The organisation further stated that the chiefs said there must be a day of mourning, freedom to mourn and participation in truth finding, victim handling, complaint handling and psycho-social support mechanism. They also said the government should implement affirmative action to improve access to educational, economic and other opportunities for survivors and victims.

“There is need for an appropriate legislative framework on addressing Gukurahundi atrocities, and return of Zapu and Zipra properties. We are of the view that avoiding all the other steps and choosing step number 6 is not a sincere step towards truth, accountability, closure and justice but a clear attempt to manipulate the process in favour of perpetrators and defeat the course of justice,” reads the position paper.

“Such an approach will not achieve what victims and survivors expect a proper process to deliver.

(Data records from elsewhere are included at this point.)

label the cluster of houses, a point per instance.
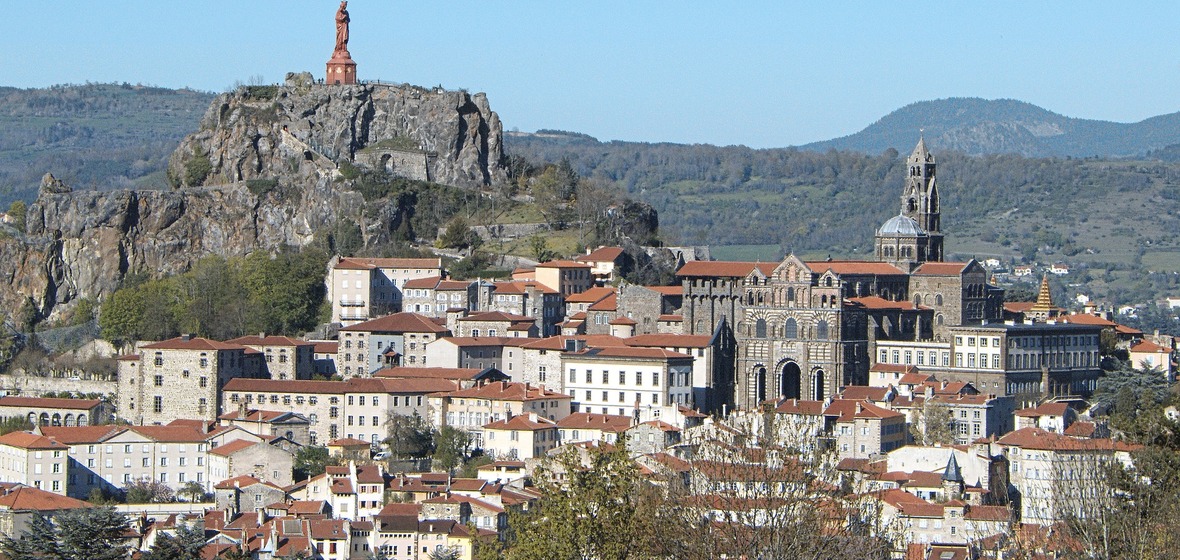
(905, 382)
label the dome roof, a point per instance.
(900, 225)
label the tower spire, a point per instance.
(1043, 298)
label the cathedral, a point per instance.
(805, 329)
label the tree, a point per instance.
(935, 425)
(312, 461)
(185, 545)
(14, 423)
(18, 212)
(451, 448)
(148, 492)
(94, 533)
(194, 491)
(38, 541)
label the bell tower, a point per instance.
(919, 197)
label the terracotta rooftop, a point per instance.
(190, 343)
(26, 440)
(669, 341)
(602, 254)
(41, 402)
(605, 422)
(402, 322)
(505, 390)
(269, 341)
(365, 263)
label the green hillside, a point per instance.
(93, 136)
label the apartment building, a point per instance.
(358, 408)
(394, 340)
(178, 379)
(624, 380)
(34, 460)
(434, 296)
(284, 357)
(361, 289)
(57, 412)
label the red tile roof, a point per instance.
(1040, 439)
(195, 343)
(605, 422)
(669, 341)
(365, 263)
(522, 422)
(233, 447)
(630, 353)
(41, 402)
(80, 434)
(592, 295)
(436, 373)
(269, 341)
(876, 302)
(505, 390)
(562, 264)
(402, 322)
(28, 499)
(941, 269)
(602, 254)
(26, 440)
(1146, 347)
(854, 268)
(731, 269)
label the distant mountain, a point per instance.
(92, 136)
(983, 126)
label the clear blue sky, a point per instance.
(758, 73)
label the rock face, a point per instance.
(269, 179)
(241, 133)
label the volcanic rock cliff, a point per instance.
(262, 172)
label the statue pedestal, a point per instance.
(341, 68)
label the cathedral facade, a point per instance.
(805, 329)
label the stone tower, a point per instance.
(919, 197)
(913, 236)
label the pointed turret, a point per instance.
(952, 473)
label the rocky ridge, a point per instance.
(273, 180)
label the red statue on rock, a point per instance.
(341, 68)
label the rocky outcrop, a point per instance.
(261, 173)
(242, 133)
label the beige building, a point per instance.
(57, 412)
(477, 406)
(604, 263)
(270, 423)
(365, 288)
(286, 357)
(434, 296)
(1057, 476)
(177, 379)
(624, 380)
(355, 408)
(385, 342)
(263, 460)
(519, 437)
(34, 460)
(566, 277)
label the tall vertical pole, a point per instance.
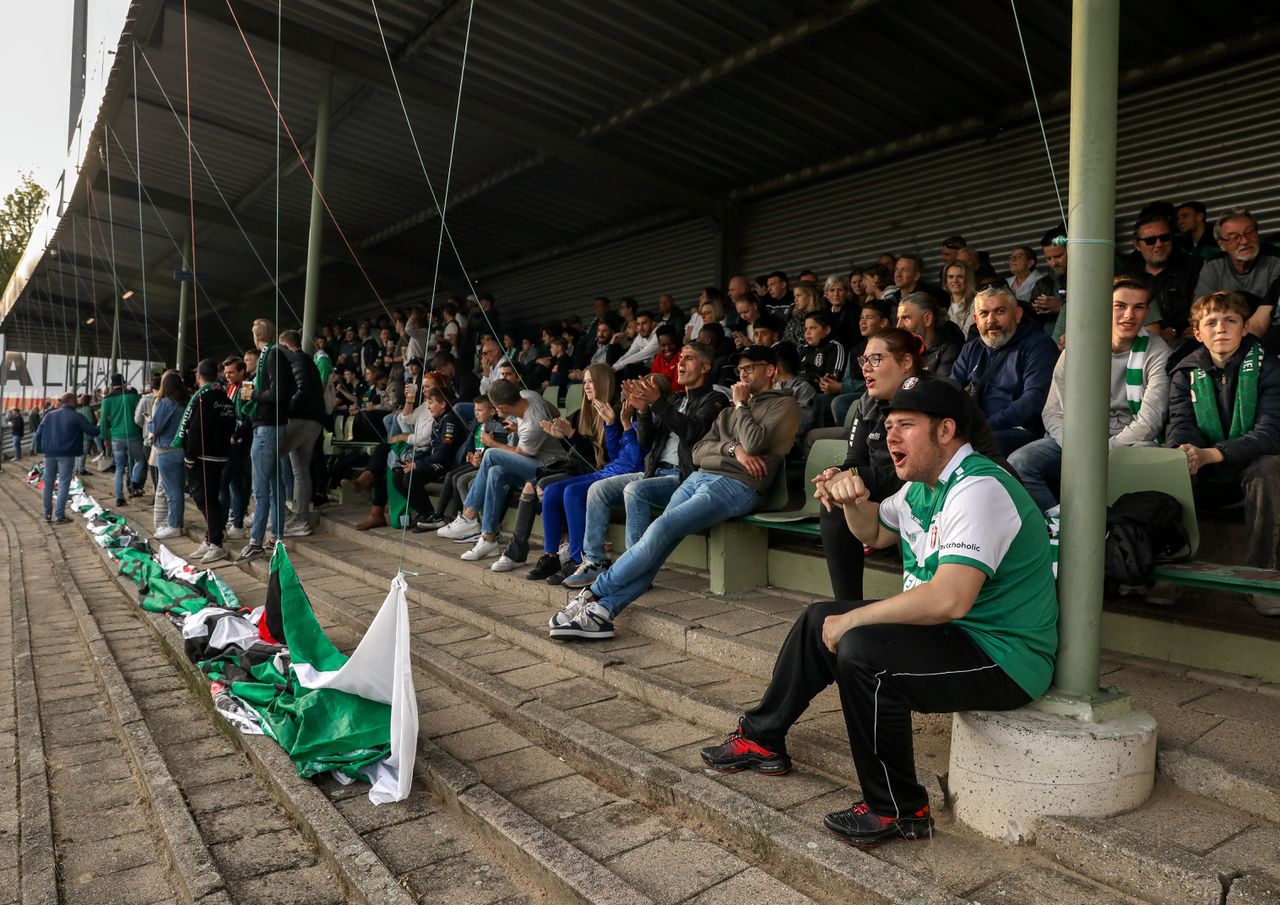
(315, 238)
(1091, 252)
(80, 44)
(184, 304)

As a result, we reject it as a complete waste of time and resources.

“We have no doubt that the implementation of exhumations with no clear legal framework on how it has to be done and without a clearly stated purpose is not only devious but will further cause pain and undermine those that it attempts to heal.”

The pressure group said mass and shallow graves are still a crime scene and independent forensic professionals with a proven track record must be contracted to carry out this delicate process so that no information is lost, no crime scene is contaminated and that proper identification is achieved.

“We have noted that government has given the National Chiefs Council, led by Chief Charumbira, a supervisory role on the Gukurahundi exhumations and reburials. We believe that the National Chiefs Council in its composition represents both the perpetrators and the victims of genocide, and is therefore not a proper body to play any role in Gukurahundi exhumations and reburials,” it said.

“It would be a gross miscarriage of justice and fairness to have the chiefs that come from areas where perpetrators come from being the supervisors of the process. We are of a strong view that instead of playing a role in the exhumation and reburial process as being attempted by the government, in the right time these chiefs must lead the perpetrators to a truth telling and fact finding platform to account for their actions.”

The organisation said the government must therefore stop undermining the chiefs by dangling a carrot, a promise of community and personal funding and initiatives that will not achieve the desired goal.

“We want to make it clear that our chiefs are not for sale, they are pushed by the submission of their subjects, the urgent need for justice and accountability, eradicate the devastating lingering effects of Gukurahundi genocide on socioeconomic life of survivors, and create a peaceful environment and true reconciliation,” Ibhetshu likaZulu, said.